In December 1887 he moved to St Andrew's Church in Christchurch, New Zealand. The church is an interesting example of prefabricated construction, overclad in timber and is a listed building. He served as Moderator in 1898 and retired in 1900.

He returned to Scotland. He had unsuccessful surgery on an internal complaint in May 1903 and died at 22 Corrennie Gardens in Morningside, Edinburgh on 18 July 1903. He is buried in Doune Cemetery in Girvan. A memorial service was held in St Andrews Church in Christchurch on 26 July led by the Rev Mr Erwin.

==Family==

In 1875 he married Jane Hunter Blyth (1850–1926), daughter of Rev Adam Blyth of the Free Church, his predecessor in Girvan.

Their eldest daughter Jane Allan Webster (1876–1964) married Rev James Irwin (1877-1960) of the Irish Presbyterian Church.
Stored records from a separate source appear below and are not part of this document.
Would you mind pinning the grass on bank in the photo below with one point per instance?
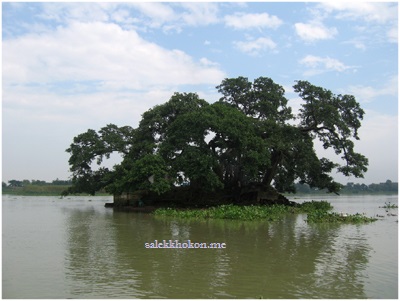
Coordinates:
(317, 212)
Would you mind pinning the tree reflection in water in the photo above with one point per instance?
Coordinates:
(288, 259)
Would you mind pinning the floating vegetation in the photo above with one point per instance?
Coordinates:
(321, 216)
(233, 212)
(389, 206)
(317, 212)
(312, 206)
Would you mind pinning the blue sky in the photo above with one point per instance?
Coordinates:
(68, 67)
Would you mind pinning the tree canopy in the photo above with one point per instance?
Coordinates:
(250, 136)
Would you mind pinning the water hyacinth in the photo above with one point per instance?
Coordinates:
(317, 212)
(233, 212)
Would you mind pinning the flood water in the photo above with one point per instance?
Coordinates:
(76, 248)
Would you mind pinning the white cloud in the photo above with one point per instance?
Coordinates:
(254, 47)
(380, 12)
(100, 52)
(319, 65)
(203, 13)
(249, 21)
(368, 93)
(314, 31)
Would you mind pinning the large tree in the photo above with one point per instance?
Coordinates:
(250, 136)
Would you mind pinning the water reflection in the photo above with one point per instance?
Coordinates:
(288, 259)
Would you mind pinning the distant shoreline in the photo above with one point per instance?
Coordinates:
(45, 190)
(57, 190)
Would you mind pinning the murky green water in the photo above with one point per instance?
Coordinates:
(77, 248)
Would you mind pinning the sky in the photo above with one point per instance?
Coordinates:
(68, 67)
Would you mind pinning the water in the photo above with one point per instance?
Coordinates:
(76, 248)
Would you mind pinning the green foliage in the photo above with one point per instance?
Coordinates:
(313, 206)
(232, 212)
(247, 137)
(322, 216)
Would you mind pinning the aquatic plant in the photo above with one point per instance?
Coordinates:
(233, 212)
(317, 212)
(314, 205)
(321, 216)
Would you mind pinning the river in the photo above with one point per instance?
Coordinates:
(76, 248)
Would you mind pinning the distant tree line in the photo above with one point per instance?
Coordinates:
(17, 183)
(351, 187)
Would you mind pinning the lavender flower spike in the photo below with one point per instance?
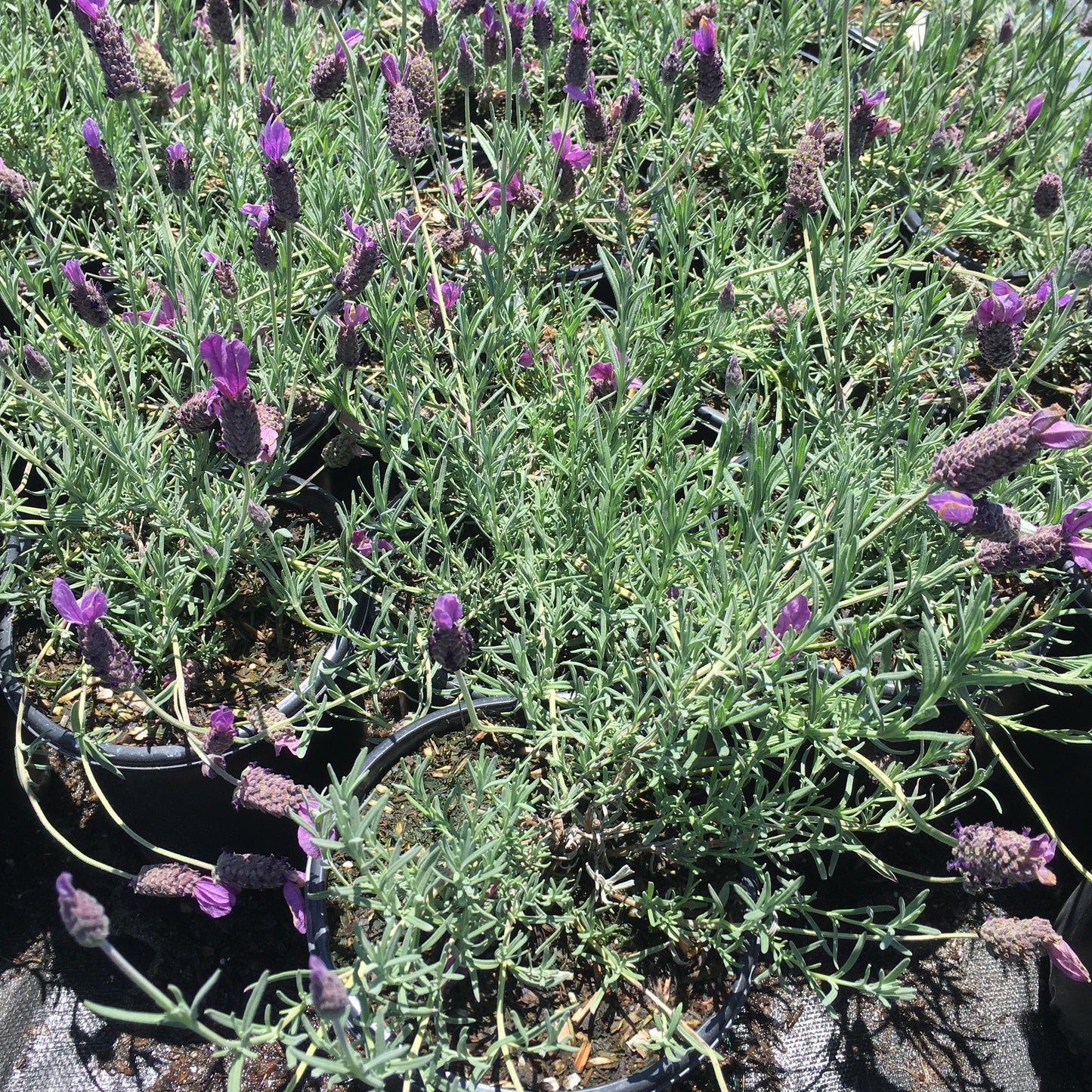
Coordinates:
(449, 643)
(995, 451)
(1016, 938)
(82, 914)
(98, 159)
(281, 172)
(86, 299)
(991, 856)
(984, 519)
(709, 64)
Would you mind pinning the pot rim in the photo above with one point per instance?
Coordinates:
(173, 756)
(377, 765)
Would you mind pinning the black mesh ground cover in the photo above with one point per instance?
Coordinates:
(976, 1025)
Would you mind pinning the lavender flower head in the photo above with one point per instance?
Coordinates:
(670, 64)
(709, 63)
(360, 263)
(432, 36)
(449, 643)
(281, 173)
(1047, 200)
(542, 25)
(98, 159)
(1016, 938)
(262, 246)
(329, 996)
(119, 70)
(988, 858)
(97, 645)
(976, 462)
(328, 73)
(268, 107)
(82, 914)
(464, 66)
(179, 169)
(579, 58)
(85, 299)
(230, 398)
(984, 519)
(571, 159)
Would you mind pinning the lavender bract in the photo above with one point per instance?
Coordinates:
(988, 858)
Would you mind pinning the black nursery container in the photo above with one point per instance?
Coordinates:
(409, 741)
(159, 790)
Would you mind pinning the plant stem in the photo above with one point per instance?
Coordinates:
(469, 701)
(1033, 804)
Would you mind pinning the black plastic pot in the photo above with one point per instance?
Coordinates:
(407, 741)
(162, 792)
(1072, 1001)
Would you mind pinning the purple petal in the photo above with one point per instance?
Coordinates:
(794, 615)
(952, 507)
(275, 139)
(1067, 961)
(390, 67)
(1064, 435)
(447, 611)
(295, 899)
(216, 900)
(92, 134)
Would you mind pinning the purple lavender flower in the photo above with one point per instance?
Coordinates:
(230, 399)
(98, 645)
(709, 64)
(360, 264)
(571, 159)
(179, 169)
(984, 519)
(98, 159)
(223, 273)
(449, 643)
(329, 996)
(220, 21)
(988, 858)
(795, 616)
(464, 66)
(328, 73)
(670, 64)
(348, 353)
(85, 299)
(579, 58)
(366, 546)
(493, 42)
(603, 382)
(1047, 200)
(542, 25)
(976, 462)
(405, 135)
(448, 296)
(262, 246)
(83, 915)
(261, 790)
(432, 36)
(1016, 938)
(281, 173)
(630, 105)
(268, 107)
(171, 880)
(115, 58)
(804, 188)
(595, 125)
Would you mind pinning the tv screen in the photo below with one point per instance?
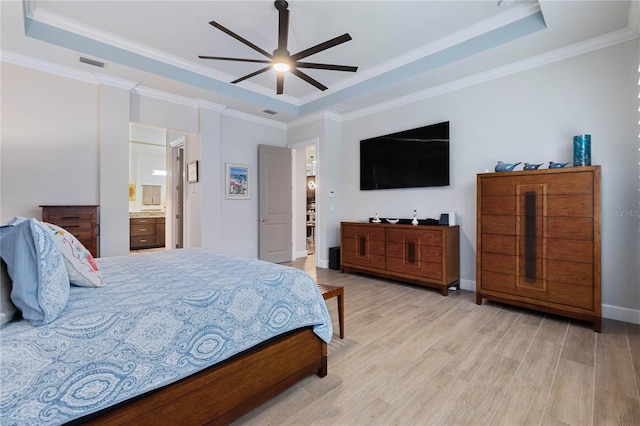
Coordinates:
(408, 159)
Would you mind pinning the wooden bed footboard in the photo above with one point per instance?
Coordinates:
(226, 391)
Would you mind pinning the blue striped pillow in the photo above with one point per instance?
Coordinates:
(36, 267)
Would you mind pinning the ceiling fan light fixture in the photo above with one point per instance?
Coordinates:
(281, 66)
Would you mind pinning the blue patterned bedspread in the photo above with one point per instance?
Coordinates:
(159, 318)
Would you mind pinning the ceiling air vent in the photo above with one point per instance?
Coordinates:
(92, 62)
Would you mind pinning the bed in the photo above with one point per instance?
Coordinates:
(189, 336)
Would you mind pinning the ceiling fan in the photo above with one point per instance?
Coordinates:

Their daughter Elizabeth ("Bessie") Simpson Webster died whilst an infant in Girvan.

Their eldest son George Webster (1878–1965) developed ulcers in the eyes and joined the family in New Zealand where he then stayed until death.

Their youngest son, Adam Blyth Webster (1882–1956) became Professor of English at St Andrews University and had a six year literary correspondence with Rudyard Kipling.